The first phase of the cloud involved testing the waters, figuring out how companies could save time and in-house effort by having apps and services run in the cloud and using the cloud to store data. The top concerns were security and reliability.
Fast forward several years, and enterprises that have moved to the cloud have resolved most of their worries, figured out if they want a private, public or hybrid cloud, and chosen their vendors.
Now CIOs want to do more than store their data and run their apps in the cloud.
They want to use that crush of data to figure out business issues, such as why sales are going crazy in Europe or why certain laptops are selling in North America but not in Asia. Companies want to know what patterns are appearing in the data, and what the anomalies mean.
With the cloud and machine learning-based analytics tools, enterprises now are in a better position to get those answers.
"It's just a given now that you have a more cost-effective and reliable way of computing," Greene told Computerworld during Google I/O last week. "The 2.0 of the cloud is the data and understanding the data. Now that you're in the cloud, how do you take advantage of it so your business can operate at a whole new level."
Greene called the cloud the biggest technology revolution in her lifetime, and said machine learning is changing the way companies use the cloud and think about its potential.
"The revolution of the cloud is about the economics of scale," she added. "It's really about data. All of a sudden everybody can share the data… We've turned a corner in how we think. Machine learning generates incredible value to a company. It's the ability to get insights you weren't getting before.
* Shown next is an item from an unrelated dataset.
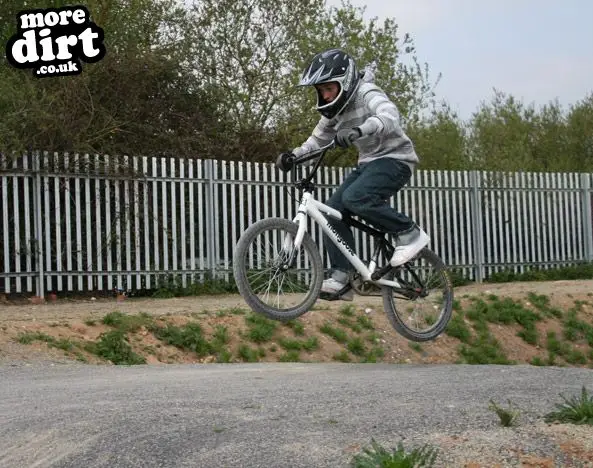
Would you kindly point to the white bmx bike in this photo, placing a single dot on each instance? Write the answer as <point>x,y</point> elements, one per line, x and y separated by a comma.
<point>279,271</point>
The cloud is enabling people to create a lot more value."
Patrick Moorhead, an analyst with Moor Insights & Strategy, said he agrees with Greene that IT has entered the second generation of the cloud.
"Machine learning is vital to sifting through huge amounts of data and determining, on the fly, what it means," Moorhead said. "Cloud 2.0 cannot happen without machine learning to analyze the data. There is just too much data and traditional data sorting methods don't cut it."
One issue is that companies have a continually growing data store in the cloud.
In its on-premise set up, a company might have once had a huge data storage system but it was too expensive, time consuming and unwieldy to analyze the data in it. Whatever was there generally stayed there, doing no good for the company storing it.
Now a combination of the cloud and machine learning is enabling businesses to wrestle that data into intelligible answers to big questions.
Machine learning, which came out of the study of pattern recognition and computational learning, is perfect for this. The technology uses algorithms that learn from the repeated use of data, enabling them to become better and better at finding insights and answers without being expressly programmed on where to look for them.
The more data machine learning has to work with, the better it learns.
With bigger stores of data, machine learning can do a better job of answering questions for businesses. The technology could help an oil company find information for finding the next great oil pocket, a grocery story chain on how to sell more butter, or for an automaker to build a safer, more energy-efficient automobile.
"Companies are digital pack rats because it doesn't pay to throw data away," said Greg DeMichillie, director of product management for Google's cloud platform. "Now it's how to make sense of this needle in a hay stack … What we see is people don't want to take their server from on-premise to a cloud and leave it as is. We've only begun to scratch the service on how machine learning can make it better. It helps you answer the questions you didn't even know before to ask."
Machine learning, according to DeMichillie, is bringing on the next transformative wave in IT and the cloud.
"It's the only way to make sense of the data that we have," he said. "At the scale we're talking about, it's just not possible without the cloud. Most companies would never have the ability to build out a machine-learning infrastructure. It's not economical for an on-premise environment."
Jorel Perez, a San Antonio-based mobile web developer who works for a Fortune 500 financial services company, said he sees companies increasingly focusing on what they can do with all the information they have in the cloud.
"We're starting to realize how much data we actually have, Perez said. "hey're like, 'Wow! We actually have a lot of data.' We're tracking a lot of things. Now they're like, 'What do we do with it' What can we do beyond initial queries"
Dinesh Ganesan, a consultant with Octo Consulting Group, which works with government agencies, said many enterprises are looking to Google for help with their cloud analytics.
"[Amazon Web Services] has data analytics tools, but there's a perception that Google has much more muscle there," Ganesan said. "This is Google's strength – analytics and deep learning. Everybody knows deep learning is very cool. Sure. But what is your use case with it Google needs to step in there and show them that it's not just cool but can do things for them."
Jeff Kagan, an independent industry analyst, said it might be premature in declare the Cloud 1.0 as over.
"The cloud is growing faster than we imagined a few short years ago but that does not mean all the problems we worried about a few short years ago are now solved," Kagan said. "Most enterprises today are not able to sort their mountain of data and information yet. This mountain of information can either be a gold mine or just a big mountain depending whether you can sort and access what you have."
Perez said the cloud may be moving into the 2.0 era and he's looking forward to what this might mean for the enterprise.
"We've just started that timeline," he said. "Cloud 1.0 has just ended. I think we have started Cloud 2.0 but there's still more to come."